Public access has been closed to the Cutthroat Castle Pueblo Group for a few years and the status will not likely change anytime soon. The photos for this article were taken a few months before the Cutthroat Castle site was officially closed and the rough Jeep trail was still open. This road was very rough back then, especially on the bare bedrock cliffs overlooking the canyon. Needless to say, this bumpy trip was not exactly appealing for the average tourist and hiking was actually the better option at that time. Hiking to the Cutthroat Castle is also no longer allowed, because of current site security reasons.
As can be seen in the photos, Cutthroat Castle looks similar to the other Puebloan Culture villages in Hovenweep and Canyons Of The Ancients National Monuments, however there are some subtle differences, which include above ground kivas. Cutthroat Castle is described as being a satellite pueblo complex in relation to the Square Tower Group, which is the main attraction in Hovenweep. The word "satellite" actually is a misnomer, because archaeological evidence of suggests Cutthroat Castle was as much of a ceremonial center, as it was a village dwelling.

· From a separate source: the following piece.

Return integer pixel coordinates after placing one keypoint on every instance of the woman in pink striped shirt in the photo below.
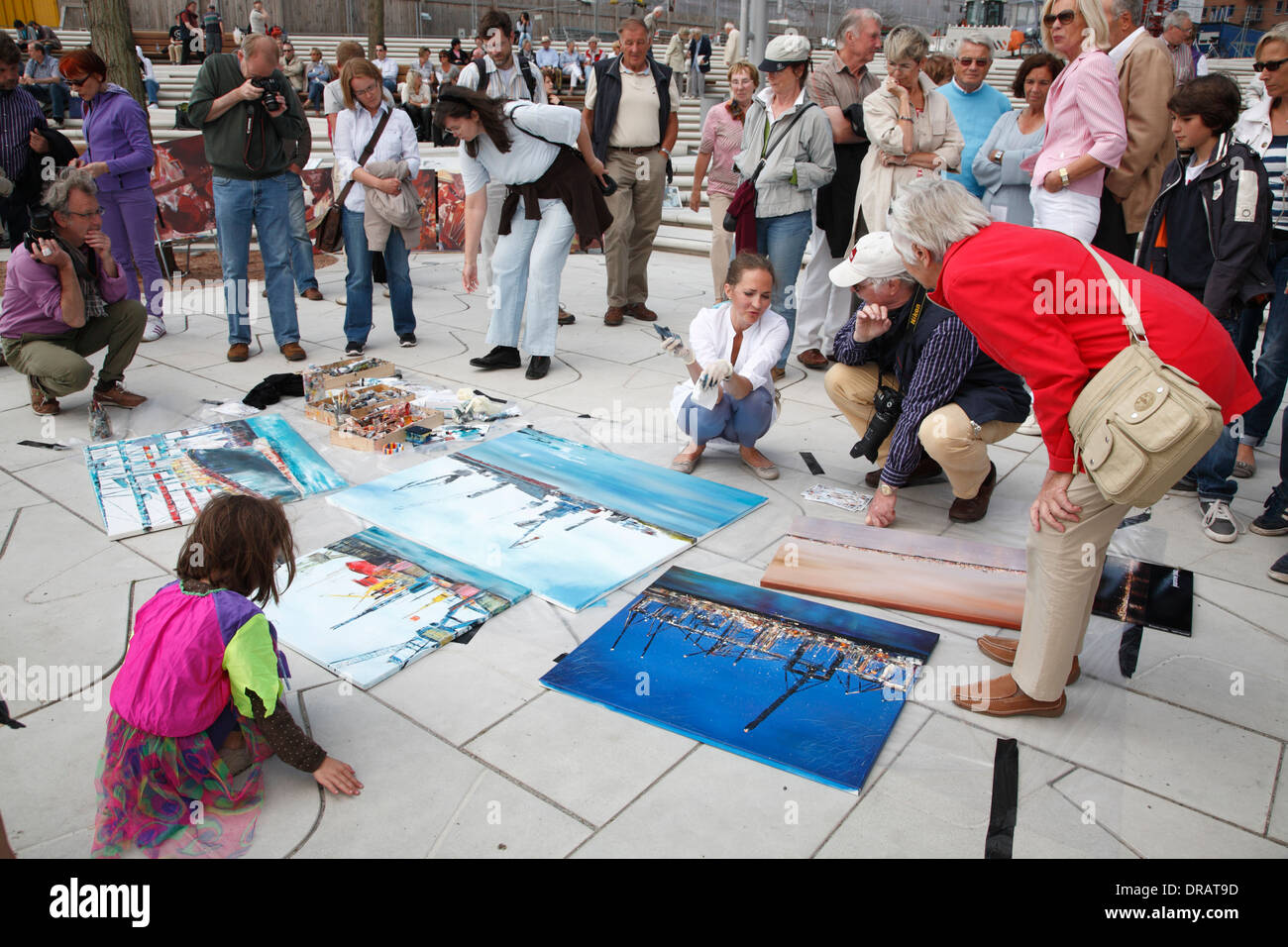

There is something special about Cutthroat Castle that is not easy to describe. The feelings of being on an expedition to an unknown world certainly do become stronger when following the trail through the thick piñon forest, till the Cutthroat Castle first comes into sight. The remnants of the stone block and mortar buildings are gigantic and it is easy to imagine just how magnificent this little city once was. The view of the tower perched on a rock outcrop ledge in the dead silence of the forested canyon will provide memories to ponder over for a lifetime, but the experience must patiently wait till Cutthroat Castle is officially reopened sometime in the future!